The Chicago Transit Authority (CTA) has made a concerted effort to decrease crowding on public transportation that has been a cause for concern over the last few years. The CTA has been collecting information such as: the number of people riding a specific bus, the times at which more people board buses at a specific stop, the delay times on different routes, among other things. This data, after some processing, is used to understand and modify schedules and routes for the following quarter.

The buses pick up information regarding ridership and bus performance while executing a proposed schedule. The Planning Analytics department then calculates performance metrics such as Load, Flow, Bunching, and Crowding to determine the effectiveness of current CTA strategies.

While current best practices are data-focused, they are retrospective in nature. It is only after we implement the proposed schedule and wait for data to be collected (which takes several months not including data clean-up and aggregation) that we can assess the effectiveness of a certain schedule on de-crowding. We propose to turn scheduling into a more prospective exercise through statistical modeling and simulation (described below). This will allow the planning analytics department to be proactive and better understand the impact of certain scheduling decisions on bus crowding before implementation. Given the richness of the data available, we believe that even a simple statistical model and simulation approach will provide useful insight into bus de-crowding.

Solution

  • Demand Model: At the stop level, we assume that individuals arrive at stops in a stochastic manner. That is, the next individual shows up to the stop after a certain amount of time T, which is random. This is a common approach to waiting time problems.

  • Supply Model: At the route level, we have information regarding the deviation from the scheduled arrival time at timepoints (designated points along the route which need not be stops). The supply model will estimate jointly the deviation from the scheduled time along a route for a specific bus. We expect to see that deviation at subsequent timepoints will be positively correlated with the deviation at a specific timepoint. That is, there will be some type of accumulation in the deviation away from the schedule which occurs over the course of a bus running its route.

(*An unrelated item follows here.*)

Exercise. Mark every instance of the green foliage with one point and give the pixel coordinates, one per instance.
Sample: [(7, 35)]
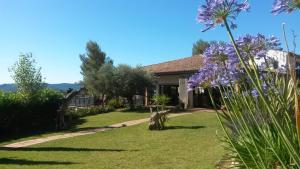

At the most basic level, we don't wish to attribute this variation to specific sources but simply to account for it in the simulations to follow.

  • Fitting a Model vs. Running a Simulation

  • The Model component requires the historical data and a specified model for both demand and supply components. Each model has a set of parameters we need to estimate. The historical data is then used to update parameter estimates.

  • The Simulation component only requires the parameter estimates from the model. With these we can simulate the entire CTA bus system for a given time period. This includes simulating arrival of people at bus stops and the buses as they follow their schedule (including the estimated deviations from bus schedule we described above).

We would like the CTA to outline about how such a tool would be used in practice by different departments (strategic planning, service planning, scheduling, operations) and what features are most key to uptake and success.

  • Web interface
  • The key deliverable is a web interface that allows interactive querying of the simulated bus system. The interface will link to the APC and AVAS datasets so that model parameters can be re-estimated after new data is collected. Due to the computational complexity, the model will be pre-computed, perhaps once per quarter.
  • The interface will display plots of key metrics similar to what is already in use by service planning but computed with simulated rather than historical data.
    • Users can toggle select parameters, such as headway, and visualize the impact on crowding by time period or route / stop.
  • We hope to update current plots to incorporate the variability in performance metrics and provide a more holistic view.